= Ilkeston and District Hosiery Union =

Former trade union of the United Kingdom

The Ilkeston and District Hosiery Union was a trade union representing people involved in making hosiery in northern Nottinghamshire and eastern Derbyshire, in England.

The union was founded in 1888 as the Ilkeston Hosiery Union, but it almost immediately opened branches in Mansfield and Sutton-in-Ashfield and so renamed itself as the Ilkeston and District Hosiery Union. The union was a founder member of the Midland Counties Hosiery Federation, in which it worked with the Leicester and Leicestershire Amalgamated Hosiery Union and the Nottingham United Rotary Power Framework Knitters' Society.

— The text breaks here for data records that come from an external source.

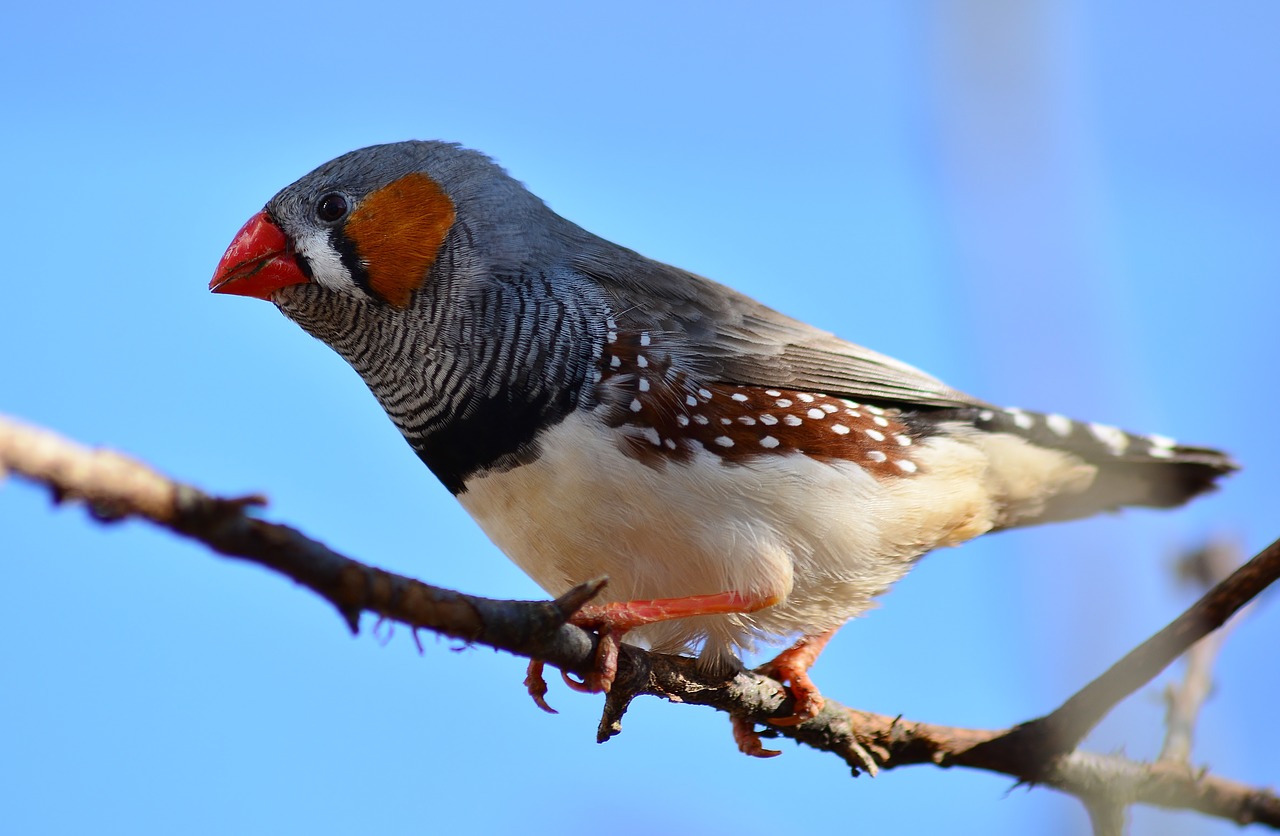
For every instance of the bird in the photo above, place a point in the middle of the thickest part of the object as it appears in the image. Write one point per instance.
(740, 476)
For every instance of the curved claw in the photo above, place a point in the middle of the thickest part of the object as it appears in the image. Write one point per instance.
(791, 667)
(536, 685)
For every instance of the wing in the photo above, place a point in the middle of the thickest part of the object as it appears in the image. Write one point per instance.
(740, 341)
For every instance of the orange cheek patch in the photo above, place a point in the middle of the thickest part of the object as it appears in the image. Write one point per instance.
(398, 231)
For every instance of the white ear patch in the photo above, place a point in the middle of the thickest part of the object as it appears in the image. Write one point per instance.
(327, 266)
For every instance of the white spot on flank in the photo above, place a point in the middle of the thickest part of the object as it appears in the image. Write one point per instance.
(1115, 439)
(1060, 424)
(1022, 420)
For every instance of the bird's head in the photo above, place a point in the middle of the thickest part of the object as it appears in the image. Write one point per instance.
(374, 223)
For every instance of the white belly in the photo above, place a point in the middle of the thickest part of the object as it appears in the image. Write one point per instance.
(824, 538)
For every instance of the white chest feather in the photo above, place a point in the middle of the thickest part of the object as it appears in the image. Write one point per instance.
(826, 538)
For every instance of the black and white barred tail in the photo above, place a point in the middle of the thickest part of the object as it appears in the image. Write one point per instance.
(1132, 470)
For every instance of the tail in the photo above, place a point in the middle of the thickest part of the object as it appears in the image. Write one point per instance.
(1132, 470)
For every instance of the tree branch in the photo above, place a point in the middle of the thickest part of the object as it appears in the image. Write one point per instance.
(117, 487)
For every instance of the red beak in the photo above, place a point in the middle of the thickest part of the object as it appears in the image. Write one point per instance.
(257, 263)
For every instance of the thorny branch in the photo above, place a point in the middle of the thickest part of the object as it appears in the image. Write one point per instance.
(1041, 750)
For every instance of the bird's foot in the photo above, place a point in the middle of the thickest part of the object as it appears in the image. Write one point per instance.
(748, 739)
(791, 667)
(615, 620)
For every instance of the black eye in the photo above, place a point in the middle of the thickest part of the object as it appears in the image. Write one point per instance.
(332, 208)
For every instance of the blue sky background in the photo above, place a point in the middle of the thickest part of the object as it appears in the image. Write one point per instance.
(1063, 206)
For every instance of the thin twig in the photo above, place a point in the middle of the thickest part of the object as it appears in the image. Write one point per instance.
(1203, 567)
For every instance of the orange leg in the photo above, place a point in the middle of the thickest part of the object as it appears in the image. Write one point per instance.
(792, 666)
(612, 621)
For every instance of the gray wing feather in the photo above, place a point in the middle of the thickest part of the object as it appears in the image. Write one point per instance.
(737, 339)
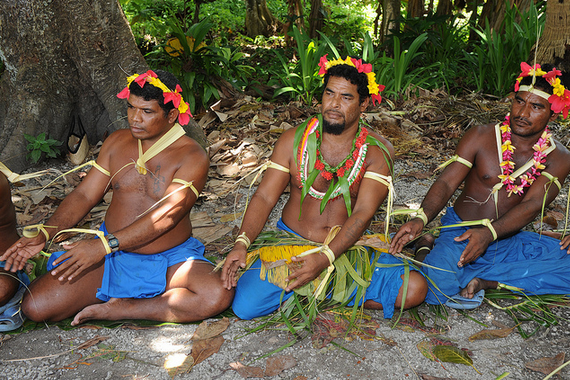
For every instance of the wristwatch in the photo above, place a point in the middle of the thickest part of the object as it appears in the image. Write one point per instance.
(113, 242)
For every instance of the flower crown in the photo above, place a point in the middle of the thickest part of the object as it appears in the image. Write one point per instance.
(373, 88)
(169, 96)
(560, 98)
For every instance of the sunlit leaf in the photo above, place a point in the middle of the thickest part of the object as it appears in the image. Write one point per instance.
(546, 365)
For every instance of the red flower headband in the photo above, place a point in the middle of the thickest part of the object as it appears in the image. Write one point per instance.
(169, 96)
(560, 98)
(373, 88)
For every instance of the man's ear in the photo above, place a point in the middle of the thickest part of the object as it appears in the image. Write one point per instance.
(173, 115)
(554, 116)
(364, 104)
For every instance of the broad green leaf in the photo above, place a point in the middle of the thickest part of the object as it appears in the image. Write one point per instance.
(452, 354)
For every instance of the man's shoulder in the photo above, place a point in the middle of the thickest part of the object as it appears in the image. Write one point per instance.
(561, 153)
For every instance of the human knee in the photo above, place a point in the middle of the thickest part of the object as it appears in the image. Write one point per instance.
(8, 287)
(216, 300)
(417, 289)
(32, 308)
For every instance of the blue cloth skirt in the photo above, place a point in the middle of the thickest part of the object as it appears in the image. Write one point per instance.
(134, 275)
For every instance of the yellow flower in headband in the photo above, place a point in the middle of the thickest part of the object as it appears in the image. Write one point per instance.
(560, 98)
(374, 88)
(175, 96)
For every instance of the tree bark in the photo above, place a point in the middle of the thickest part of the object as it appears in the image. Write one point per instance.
(445, 7)
(494, 12)
(316, 18)
(62, 57)
(554, 45)
(259, 20)
(416, 8)
(391, 12)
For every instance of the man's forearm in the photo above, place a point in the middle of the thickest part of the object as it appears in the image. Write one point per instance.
(70, 212)
(436, 199)
(350, 233)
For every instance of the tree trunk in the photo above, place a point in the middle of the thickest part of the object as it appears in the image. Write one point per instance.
(494, 11)
(316, 18)
(445, 7)
(259, 20)
(62, 57)
(554, 45)
(416, 8)
(391, 12)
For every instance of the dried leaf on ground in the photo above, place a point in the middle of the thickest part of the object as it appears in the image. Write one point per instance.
(174, 366)
(452, 354)
(424, 376)
(203, 349)
(108, 352)
(91, 342)
(426, 349)
(492, 334)
(247, 371)
(546, 365)
(329, 326)
(276, 365)
(209, 330)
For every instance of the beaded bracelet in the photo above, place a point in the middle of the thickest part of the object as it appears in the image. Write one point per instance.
(244, 239)
(422, 215)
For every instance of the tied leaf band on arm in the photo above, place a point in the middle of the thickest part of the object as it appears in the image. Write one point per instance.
(244, 239)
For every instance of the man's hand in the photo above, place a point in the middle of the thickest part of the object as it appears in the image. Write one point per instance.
(310, 267)
(408, 232)
(22, 250)
(565, 242)
(479, 240)
(80, 257)
(234, 261)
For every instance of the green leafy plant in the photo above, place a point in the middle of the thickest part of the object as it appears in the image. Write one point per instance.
(498, 55)
(41, 145)
(201, 65)
(301, 78)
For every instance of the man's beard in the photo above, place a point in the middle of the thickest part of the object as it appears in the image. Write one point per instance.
(333, 129)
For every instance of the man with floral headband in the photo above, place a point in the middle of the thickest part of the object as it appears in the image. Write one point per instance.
(144, 264)
(339, 175)
(510, 171)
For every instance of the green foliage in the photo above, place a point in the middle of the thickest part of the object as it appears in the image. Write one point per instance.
(498, 55)
(198, 63)
(41, 144)
(301, 78)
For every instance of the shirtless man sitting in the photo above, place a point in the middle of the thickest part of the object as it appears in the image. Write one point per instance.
(10, 284)
(147, 266)
(337, 150)
(509, 170)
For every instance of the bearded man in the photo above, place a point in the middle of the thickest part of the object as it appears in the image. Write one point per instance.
(510, 172)
(145, 263)
(337, 170)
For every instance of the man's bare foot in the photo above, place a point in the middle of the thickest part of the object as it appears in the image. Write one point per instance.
(110, 310)
(476, 285)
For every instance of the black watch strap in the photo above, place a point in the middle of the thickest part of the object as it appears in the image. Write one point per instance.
(113, 242)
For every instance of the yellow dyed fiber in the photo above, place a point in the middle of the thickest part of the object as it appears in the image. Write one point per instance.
(277, 262)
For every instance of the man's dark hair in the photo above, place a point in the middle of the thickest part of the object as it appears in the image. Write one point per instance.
(352, 75)
(149, 92)
(540, 82)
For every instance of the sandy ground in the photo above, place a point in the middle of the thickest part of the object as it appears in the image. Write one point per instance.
(52, 353)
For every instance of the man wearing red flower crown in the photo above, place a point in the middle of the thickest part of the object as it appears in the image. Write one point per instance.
(145, 264)
(510, 171)
(339, 174)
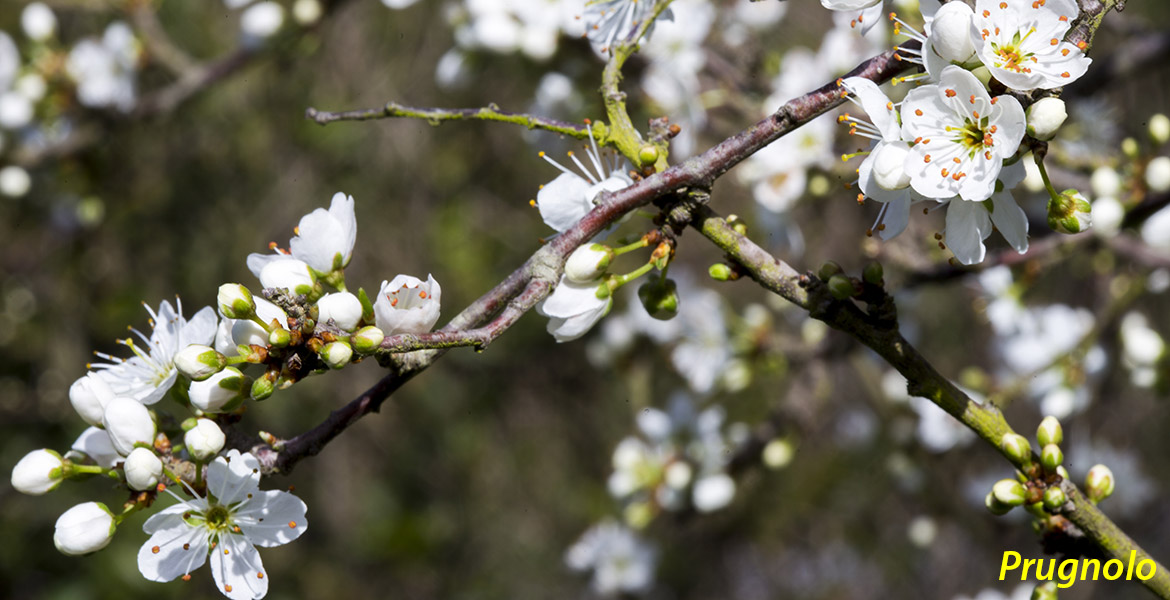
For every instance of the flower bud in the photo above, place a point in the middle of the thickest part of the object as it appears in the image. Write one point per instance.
(205, 440)
(263, 387)
(1010, 491)
(660, 297)
(38, 473)
(873, 274)
(587, 262)
(1051, 457)
(720, 271)
(89, 395)
(280, 337)
(128, 422)
(1046, 591)
(143, 469)
(1157, 174)
(1045, 116)
(950, 35)
(289, 274)
(889, 166)
(1160, 129)
(199, 361)
(219, 393)
(841, 287)
(1050, 432)
(235, 301)
(996, 507)
(367, 339)
(1069, 213)
(336, 354)
(1017, 447)
(83, 529)
(1054, 498)
(1099, 483)
(344, 308)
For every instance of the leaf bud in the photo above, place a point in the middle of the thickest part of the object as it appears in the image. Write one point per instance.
(367, 339)
(1054, 498)
(1050, 432)
(1099, 483)
(1017, 448)
(235, 301)
(1010, 491)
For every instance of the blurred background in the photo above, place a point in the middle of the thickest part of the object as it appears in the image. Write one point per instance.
(476, 477)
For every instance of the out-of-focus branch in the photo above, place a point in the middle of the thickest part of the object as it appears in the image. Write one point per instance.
(440, 116)
(534, 281)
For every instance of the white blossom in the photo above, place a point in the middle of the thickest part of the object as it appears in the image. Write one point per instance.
(83, 529)
(407, 304)
(1023, 43)
(226, 526)
(38, 473)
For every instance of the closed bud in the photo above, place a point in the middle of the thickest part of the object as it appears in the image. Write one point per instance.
(647, 154)
(1099, 483)
(128, 422)
(996, 507)
(841, 287)
(367, 339)
(235, 301)
(828, 269)
(1017, 448)
(263, 387)
(1157, 174)
(660, 296)
(205, 440)
(873, 274)
(1051, 457)
(1010, 491)
(1045, 116)
(1054, 498)
(280, 337)
(143, 469)
(1069, 213)
(38, 473)
(83, 529)
(1160, 129)
(1045, 591)
(1050, 432)
(198, 361)
(336, 354)
(587, 262)
(221, 392)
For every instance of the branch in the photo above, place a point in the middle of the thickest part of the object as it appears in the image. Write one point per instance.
(923, 380)
(535, 278)
(440, 116)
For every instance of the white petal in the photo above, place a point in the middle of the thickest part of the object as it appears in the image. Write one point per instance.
(231, 478)
(968, 225)
(236, 567)
(181, 549)
(563, 201)
(273, 518)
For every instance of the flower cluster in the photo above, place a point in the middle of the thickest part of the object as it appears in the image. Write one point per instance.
(303, 323)
(951, 142)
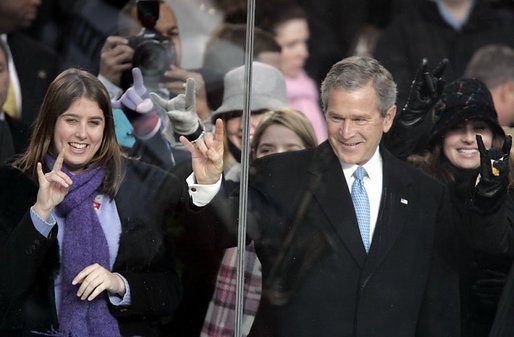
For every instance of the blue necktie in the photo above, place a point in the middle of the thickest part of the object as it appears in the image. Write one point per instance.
(361, 204)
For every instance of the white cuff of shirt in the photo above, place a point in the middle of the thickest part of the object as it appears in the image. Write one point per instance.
(44, 227)
(202, 194)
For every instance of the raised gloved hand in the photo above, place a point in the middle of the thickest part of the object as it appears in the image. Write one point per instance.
(494, 169)
(138, 107)
(181, 110)
(425, 90)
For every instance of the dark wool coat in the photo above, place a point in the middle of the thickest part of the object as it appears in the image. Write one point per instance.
(147, 198)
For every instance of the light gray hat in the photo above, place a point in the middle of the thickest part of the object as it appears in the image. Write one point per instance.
(268, 90)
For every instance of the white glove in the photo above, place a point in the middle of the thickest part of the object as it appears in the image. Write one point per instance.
(181, 110)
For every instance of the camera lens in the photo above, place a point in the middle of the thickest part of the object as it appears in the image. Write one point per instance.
(153, 58)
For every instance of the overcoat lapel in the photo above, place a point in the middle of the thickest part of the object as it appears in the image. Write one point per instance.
(333, 197)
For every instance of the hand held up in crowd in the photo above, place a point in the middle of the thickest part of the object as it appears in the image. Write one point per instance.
(53, 187)
(94, 279)
(425, 91)
(181, 109)
(207, 155)
(494, 169)
(138, 107)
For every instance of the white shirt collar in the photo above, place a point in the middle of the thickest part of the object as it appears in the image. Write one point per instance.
(373, 167)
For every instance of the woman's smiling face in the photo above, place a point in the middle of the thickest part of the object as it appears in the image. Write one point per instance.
(460, 145)
(79, 133)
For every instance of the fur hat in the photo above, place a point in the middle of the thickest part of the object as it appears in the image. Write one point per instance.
(463, 100)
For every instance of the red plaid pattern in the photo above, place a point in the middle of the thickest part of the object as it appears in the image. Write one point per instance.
(220, 317)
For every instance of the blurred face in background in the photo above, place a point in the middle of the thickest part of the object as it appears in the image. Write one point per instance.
(167, 25)
(234, 127)
(277, 139)
(292, 36)
(17, 14)
(460, 145)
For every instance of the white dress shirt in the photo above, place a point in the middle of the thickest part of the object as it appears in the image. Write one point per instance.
(372, 183)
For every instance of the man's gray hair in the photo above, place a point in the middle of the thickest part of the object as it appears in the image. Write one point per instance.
(492, 64)
(355, 72)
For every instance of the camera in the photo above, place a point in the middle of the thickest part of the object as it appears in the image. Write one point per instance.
(153, 52)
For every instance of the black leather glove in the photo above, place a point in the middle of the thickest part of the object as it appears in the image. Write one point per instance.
(494, 169)
(425, 91)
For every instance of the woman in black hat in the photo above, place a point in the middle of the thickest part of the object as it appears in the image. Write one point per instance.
(465, 139)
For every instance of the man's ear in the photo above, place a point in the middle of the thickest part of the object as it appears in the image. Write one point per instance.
(389, 118)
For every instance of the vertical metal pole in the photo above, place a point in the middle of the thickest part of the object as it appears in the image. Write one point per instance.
(245, 158)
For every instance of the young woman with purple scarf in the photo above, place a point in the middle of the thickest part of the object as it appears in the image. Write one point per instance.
(84, 244)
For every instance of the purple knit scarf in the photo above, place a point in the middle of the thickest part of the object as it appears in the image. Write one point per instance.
(83, 244)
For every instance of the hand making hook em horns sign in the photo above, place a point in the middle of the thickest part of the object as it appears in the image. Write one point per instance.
(53, 187)
(207, 155)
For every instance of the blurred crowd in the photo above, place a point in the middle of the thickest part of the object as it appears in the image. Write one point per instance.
(166, 80)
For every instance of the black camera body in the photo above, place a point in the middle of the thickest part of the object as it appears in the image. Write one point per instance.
(153, 52)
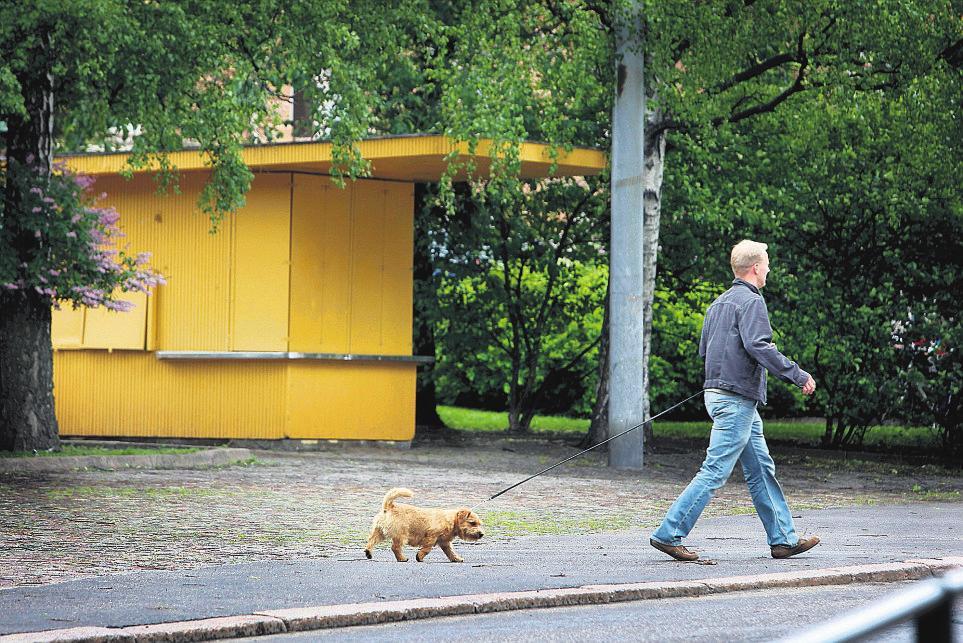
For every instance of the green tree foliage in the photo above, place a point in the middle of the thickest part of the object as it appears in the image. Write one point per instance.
(520, 289)
(858, 195)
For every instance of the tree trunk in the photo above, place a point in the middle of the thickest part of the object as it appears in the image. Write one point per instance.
(27, 418)
(426, 403)
(599, 427)
(652, 180)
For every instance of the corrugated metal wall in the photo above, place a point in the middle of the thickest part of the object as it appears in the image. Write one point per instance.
(305, 267)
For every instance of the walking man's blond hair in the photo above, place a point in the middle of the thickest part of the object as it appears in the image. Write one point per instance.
(745, 254)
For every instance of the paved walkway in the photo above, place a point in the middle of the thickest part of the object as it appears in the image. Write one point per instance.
(852, 536)
(119, 548)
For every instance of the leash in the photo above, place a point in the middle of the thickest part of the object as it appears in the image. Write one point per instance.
(572, 457)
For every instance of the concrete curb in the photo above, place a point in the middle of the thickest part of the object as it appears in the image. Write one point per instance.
(206, 458)
(335, 616)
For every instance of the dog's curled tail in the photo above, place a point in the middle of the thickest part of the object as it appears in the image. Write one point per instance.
(397, 492)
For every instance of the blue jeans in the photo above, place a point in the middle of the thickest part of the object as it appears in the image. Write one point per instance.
(736, 435)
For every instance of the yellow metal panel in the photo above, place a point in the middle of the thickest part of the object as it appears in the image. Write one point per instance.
(411, 158)
(367, 267)
(336, 285)
(398, 282)
(355, 401)
(67, 327)
(135, 394)
(261, 266)
(320, 266)
(111, 329)
(308, 231)
(192, 312)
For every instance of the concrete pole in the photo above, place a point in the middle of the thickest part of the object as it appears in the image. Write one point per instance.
(626, 360)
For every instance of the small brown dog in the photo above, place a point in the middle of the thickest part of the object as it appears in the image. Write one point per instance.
(422, 528)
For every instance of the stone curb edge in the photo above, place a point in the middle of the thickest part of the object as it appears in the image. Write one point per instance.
(216, 456)
(335, 616)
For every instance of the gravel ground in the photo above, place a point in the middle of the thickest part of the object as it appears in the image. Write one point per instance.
(62, 526)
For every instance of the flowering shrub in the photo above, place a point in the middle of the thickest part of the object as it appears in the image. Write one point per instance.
(63, 246)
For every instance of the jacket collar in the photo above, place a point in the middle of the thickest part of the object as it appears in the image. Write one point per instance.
(743, 282)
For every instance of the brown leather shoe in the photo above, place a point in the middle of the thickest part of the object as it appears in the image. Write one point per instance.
(785, 551)
(676, 551)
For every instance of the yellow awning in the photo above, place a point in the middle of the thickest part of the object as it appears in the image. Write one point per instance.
(405, 158)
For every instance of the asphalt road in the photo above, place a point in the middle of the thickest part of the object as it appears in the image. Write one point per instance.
(744, 616)
(851, 536)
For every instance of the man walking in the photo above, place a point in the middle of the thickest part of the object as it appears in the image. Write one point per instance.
(737, 348)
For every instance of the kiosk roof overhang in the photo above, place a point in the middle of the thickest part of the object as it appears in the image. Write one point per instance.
(420, 158)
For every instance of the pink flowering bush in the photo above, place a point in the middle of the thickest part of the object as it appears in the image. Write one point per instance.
(66, 248)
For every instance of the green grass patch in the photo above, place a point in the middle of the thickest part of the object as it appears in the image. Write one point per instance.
(514, 523)
(72, 450)
(801, 433)
(464, 419)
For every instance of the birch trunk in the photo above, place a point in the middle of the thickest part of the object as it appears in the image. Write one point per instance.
(652, 181)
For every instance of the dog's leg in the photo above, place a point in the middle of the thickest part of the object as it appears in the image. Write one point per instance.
(396, 548)
(424, 551)
(450, 552)
(376, 537)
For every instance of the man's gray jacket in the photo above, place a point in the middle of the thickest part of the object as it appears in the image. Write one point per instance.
(737, 345)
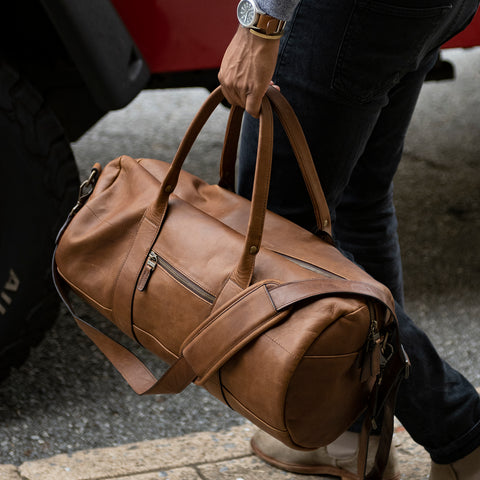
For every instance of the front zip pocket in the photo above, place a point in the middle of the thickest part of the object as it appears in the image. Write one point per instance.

In the 1880s and 1890s, a growing number of hosiery workers were women, but the Ilkeston union remained dominated by men; by 1910, only 72 out of 642 members were women. This changed during World War I; for example, in 1915, 700 women in one factory in Heanor joined, and by March 1919, the union had 6,040 members, most of whom were women. The union also expanded its area, with branches as far afield as Ambergate and Buxton, and admitted administrative and supervisory staff.

The union's membership peaked at 7,600 in 1921, but then fell to only 3,000 by 1933. It grew back to 4,000 members by 1939, but dropped to 3,500 during World War II. At the start of 1945, it merged with other local hosiery unions, to form the National Union of Hosiery and Knitwear Workers.